Large Gaps in Migration Research

Study reveals imbalanced coverage of global areas in migration research

March 04, 2026
  • Research Focus: Scientists from several institutions examined the representation of countries in migration studies, revealing that lower-income countries are often underrepresented.
  • Publication Analysis: The research team created a comprehensive glossary and analyzed 123,271 publications, identifying significant gaps in research from regions like Africa and parts of Asia.
  • Geographic Disparities: The research shows a concentration on Europe, America, and parts of Asia, with many countries in Africa, Asia, and America overlooked.

The world's population is on the move. Several hundred million people live outside their country of birth because they have found work, are studying, or have fled there. But how balanced is the coverage of countries in research dealing with global migration? To answer this question, scientists from the Max Planck Institute for Demographic Research (MPIDR), the University of Rostock, the University of Oxford, the University of Leicester, and the Centre on Migration, Policy and Society (COMPAS) conducted a study. "We wanted to find out if global migration research disproportionately focuses on certain countries and regions while neglecting others," explains Aliakbar Akbaritabar (MPIDR / University of Rostock), co-author of the study. The researchers assessed the representation of different countries in migration research by comparing a country's significance with its actual emigrant and immigrant populations.

The research team compiled a comprehensive glossary of migration-related terms from different sources in migration literature and expanded them. They searched this glossary of terms in the Scopus database, which contains metadata on 36 million English-language publications from 1996 to 2022. They identified over 6.6 million potentially relevant articles. After refining and filtering out irrelevant uses of migration-related terms, the researchers used a combination of expert knowledge and computer-assisted text analysis methods to create a final corpus of 123,271 publications on migration.

“Our approach combines demographic analysis, text mining, and a new metric for the representation of countries in migration research relative to the size of migrant population.
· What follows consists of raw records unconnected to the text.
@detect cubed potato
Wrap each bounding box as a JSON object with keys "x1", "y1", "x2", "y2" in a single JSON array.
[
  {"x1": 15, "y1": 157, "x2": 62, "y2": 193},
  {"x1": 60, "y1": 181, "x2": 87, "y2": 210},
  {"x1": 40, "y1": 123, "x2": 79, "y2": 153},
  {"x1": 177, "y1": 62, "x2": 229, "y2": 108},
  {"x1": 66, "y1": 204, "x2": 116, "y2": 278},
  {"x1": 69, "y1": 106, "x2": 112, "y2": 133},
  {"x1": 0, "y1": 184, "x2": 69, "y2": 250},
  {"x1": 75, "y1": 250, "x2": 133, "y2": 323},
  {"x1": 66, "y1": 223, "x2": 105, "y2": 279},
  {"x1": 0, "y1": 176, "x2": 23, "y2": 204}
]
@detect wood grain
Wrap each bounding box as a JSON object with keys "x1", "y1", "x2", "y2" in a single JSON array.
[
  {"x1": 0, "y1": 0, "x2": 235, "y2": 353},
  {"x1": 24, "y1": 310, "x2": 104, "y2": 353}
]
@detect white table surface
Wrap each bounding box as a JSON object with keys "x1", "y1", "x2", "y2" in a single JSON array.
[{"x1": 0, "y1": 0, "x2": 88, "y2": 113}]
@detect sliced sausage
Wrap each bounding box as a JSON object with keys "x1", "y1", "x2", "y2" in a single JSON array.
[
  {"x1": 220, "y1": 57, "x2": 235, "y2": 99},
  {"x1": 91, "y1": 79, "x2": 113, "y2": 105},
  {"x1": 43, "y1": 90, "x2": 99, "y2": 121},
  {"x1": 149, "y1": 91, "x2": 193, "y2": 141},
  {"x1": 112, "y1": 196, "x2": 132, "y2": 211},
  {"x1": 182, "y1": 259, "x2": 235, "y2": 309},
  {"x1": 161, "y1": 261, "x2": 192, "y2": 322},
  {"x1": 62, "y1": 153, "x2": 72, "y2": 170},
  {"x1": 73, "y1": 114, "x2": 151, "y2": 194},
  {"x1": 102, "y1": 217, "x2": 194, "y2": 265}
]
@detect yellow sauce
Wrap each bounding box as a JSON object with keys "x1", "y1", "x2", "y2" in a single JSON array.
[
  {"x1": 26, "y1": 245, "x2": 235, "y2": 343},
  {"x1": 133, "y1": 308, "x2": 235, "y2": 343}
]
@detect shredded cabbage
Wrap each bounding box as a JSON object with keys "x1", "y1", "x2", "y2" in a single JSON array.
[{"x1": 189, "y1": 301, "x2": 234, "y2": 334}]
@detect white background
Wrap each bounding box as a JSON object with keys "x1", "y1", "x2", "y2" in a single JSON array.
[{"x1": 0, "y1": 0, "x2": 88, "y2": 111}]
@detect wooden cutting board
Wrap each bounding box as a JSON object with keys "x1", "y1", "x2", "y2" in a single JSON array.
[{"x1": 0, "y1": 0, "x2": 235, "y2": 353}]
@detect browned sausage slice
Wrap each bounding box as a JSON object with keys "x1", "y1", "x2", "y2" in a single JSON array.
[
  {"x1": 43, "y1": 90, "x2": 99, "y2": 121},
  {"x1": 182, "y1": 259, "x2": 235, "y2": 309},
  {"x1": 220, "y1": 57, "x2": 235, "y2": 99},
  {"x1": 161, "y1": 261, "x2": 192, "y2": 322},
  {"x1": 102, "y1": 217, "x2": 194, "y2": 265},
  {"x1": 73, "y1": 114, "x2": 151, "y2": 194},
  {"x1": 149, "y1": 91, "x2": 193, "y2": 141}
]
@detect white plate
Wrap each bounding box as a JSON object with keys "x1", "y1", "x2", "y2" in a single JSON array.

Using text analysis, we created a broad corpus of migration research that transcends disciplinary boundaries and includes work published outside traditional migration journals," said Ignacio Carrasco (University of Oxford), the study's lead author.

Carrasco et al. found persistent inequalities in the representation of countries in migration research:

  • Countries with lower income and low research investment are most likely to be underrepresented, even when immigration and emigration figures are taken into account.
  • Higher-income countries are consistently overrepresented because they benefit from stronger research infrastructures and larger pools of affiliated authors.
  • Research is geographically concentrated in Europe, America, and parts of Asia. But many countries in Africa, Asia, and America are overlooked.

Almost half of African countries and around 40 percent of Asian countries are underrepresented. The affiliation of authors is also highly concentrated.

  • Over three-quarters of migration research is conducted exclusively by authors from high-income countries.
  • Only 0.5 percent is accounted for by authors from low-income countries.

"This concentration raises the question of whose perspectives shape knowledge about migration. Some research on low-income countries runs the risk of reinforcing a pattern similar to what has been called helicopter research, where data is collected in these countries, but most of the academic credit remains with richer institutions, which requires further research," said Akbaritabar. Subregional inequalities continue to exist. "While Europe and Asia show balanced attention to all subregions, research in Africa, the Americas, and Oceania focuses heavily on one subregion.

Global migration research thus tends to reproduce infrastructural inequalities. Relevant countries are left behind, and many countries where migration plays a significant role are not adequately studied. "These gaps reflect larger inequalities in global scientific production. This is concerning and needs to be addressed. Our knowledge of migration must not be dominated by knowledge of certain contexts while other contexts are overlooked," Carrasco explains.